> I did not wish to imply that "Swiss Gaulish" survived _long_ after
>other varieties of continental Celtic. I just remember having read
>some papers on Swiss toponymy which suggested that a Celtic dialect
>survived there into _fairly_ late times (presumably in mixed Gallo-
>Roman communities), developing phonologically in a way that partly
>parallelled the evolution of Brittonic. I can't give you the exact
>references now but perhaps I'll be able to locate them later. I am
>sure the Alemannic and Frankish conquests in Switzerland put an end
>to whatever traces of Celticity may have survived there, and that by
>the sixth century or so there were no Celtic-speakers in Helvetia.
There's a small discussion of this, with bibliography, in Joshua
Whatough's "Dialects of Ancient Gaul" (though it is quite out of date
now - I am sure that there has been more written in the subject in
the journals since the DAG was written).
> Chris Gwinn certainly knows a lot more about these things than I
do, so I hope he finds the time to comment.
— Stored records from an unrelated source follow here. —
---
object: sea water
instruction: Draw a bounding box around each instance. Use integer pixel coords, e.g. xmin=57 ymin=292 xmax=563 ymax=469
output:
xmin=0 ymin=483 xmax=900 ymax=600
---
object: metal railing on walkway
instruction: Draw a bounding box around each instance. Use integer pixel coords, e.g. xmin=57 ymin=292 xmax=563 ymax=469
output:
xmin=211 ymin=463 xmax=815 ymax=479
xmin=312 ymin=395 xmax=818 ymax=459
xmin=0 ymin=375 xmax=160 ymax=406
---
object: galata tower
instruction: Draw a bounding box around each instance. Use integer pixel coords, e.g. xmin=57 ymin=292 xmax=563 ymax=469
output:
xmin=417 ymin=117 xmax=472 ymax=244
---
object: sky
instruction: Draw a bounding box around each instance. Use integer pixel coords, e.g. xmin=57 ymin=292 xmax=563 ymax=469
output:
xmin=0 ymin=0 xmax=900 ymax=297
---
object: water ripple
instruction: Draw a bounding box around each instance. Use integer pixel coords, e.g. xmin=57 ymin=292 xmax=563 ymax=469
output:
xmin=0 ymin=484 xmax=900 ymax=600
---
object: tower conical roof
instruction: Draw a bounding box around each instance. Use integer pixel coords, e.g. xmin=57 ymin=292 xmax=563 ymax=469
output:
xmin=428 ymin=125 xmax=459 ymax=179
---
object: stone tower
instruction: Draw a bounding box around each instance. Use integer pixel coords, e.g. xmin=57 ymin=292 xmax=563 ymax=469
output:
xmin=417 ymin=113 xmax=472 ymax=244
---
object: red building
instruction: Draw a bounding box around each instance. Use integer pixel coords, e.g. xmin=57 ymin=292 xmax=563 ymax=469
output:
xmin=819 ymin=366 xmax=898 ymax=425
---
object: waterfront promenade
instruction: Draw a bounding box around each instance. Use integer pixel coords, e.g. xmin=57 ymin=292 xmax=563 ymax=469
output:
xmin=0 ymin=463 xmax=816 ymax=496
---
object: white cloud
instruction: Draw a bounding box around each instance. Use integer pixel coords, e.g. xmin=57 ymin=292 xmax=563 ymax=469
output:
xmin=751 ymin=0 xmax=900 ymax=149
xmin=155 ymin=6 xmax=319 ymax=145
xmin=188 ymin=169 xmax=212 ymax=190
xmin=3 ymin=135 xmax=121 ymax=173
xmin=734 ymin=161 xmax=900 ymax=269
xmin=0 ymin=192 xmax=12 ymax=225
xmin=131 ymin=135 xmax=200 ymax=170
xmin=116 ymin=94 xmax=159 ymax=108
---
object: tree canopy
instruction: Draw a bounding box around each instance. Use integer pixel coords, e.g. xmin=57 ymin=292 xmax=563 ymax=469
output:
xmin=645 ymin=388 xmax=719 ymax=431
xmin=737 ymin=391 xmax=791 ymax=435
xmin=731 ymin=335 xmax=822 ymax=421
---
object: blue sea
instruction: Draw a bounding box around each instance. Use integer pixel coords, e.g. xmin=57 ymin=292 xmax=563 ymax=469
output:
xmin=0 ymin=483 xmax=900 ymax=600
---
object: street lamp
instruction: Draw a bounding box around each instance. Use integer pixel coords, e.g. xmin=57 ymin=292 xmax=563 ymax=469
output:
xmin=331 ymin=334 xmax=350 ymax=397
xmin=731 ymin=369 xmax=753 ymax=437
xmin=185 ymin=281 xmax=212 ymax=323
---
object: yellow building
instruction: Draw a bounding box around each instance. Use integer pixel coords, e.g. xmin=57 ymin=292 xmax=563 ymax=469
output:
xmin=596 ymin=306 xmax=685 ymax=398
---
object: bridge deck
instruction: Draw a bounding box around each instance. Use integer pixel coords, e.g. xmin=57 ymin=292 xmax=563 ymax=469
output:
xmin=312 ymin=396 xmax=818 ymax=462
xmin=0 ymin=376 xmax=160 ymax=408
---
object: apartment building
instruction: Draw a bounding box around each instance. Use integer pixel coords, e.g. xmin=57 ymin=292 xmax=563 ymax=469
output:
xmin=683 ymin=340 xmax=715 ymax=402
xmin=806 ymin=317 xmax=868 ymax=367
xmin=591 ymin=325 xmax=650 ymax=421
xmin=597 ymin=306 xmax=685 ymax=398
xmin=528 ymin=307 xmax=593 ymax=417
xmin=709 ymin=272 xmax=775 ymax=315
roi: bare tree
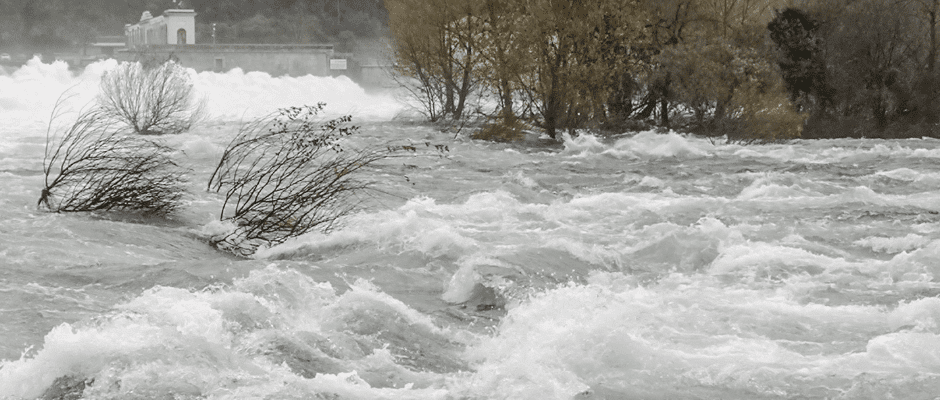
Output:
[37,105,185,215]
[98,60,203,135]
[207,103,400,256]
You seem to have summarized it quite nicely - I suspect that I know
no more than you on this subject! :)
I think that you made an important point in saying that the system of
mutations wasn't funtional yet in the ancient period (though there is
certainly some evidence for lenition in late Gaulish at least), thus
it wasn't recorded in ancient inscriptions. The mutation system as it
exists in the Brittonic and Goidelic branches from the medieval
period onward is a relic of the lost gender/case system (which both
branches lost at roughly the same time - the middle of the first
milennium AD - prior to then the Giodelic and Brittonic branches were
not significantly different from one another).
The British and Irish were also not isolated from one another, despie
speaking different Celtic dialects - there was a lot of interaction
and settlement going on in both directions - so it is not very
surprising that the Brittonic and Goidelic branches would share some
innovations not found in Continental Celtic.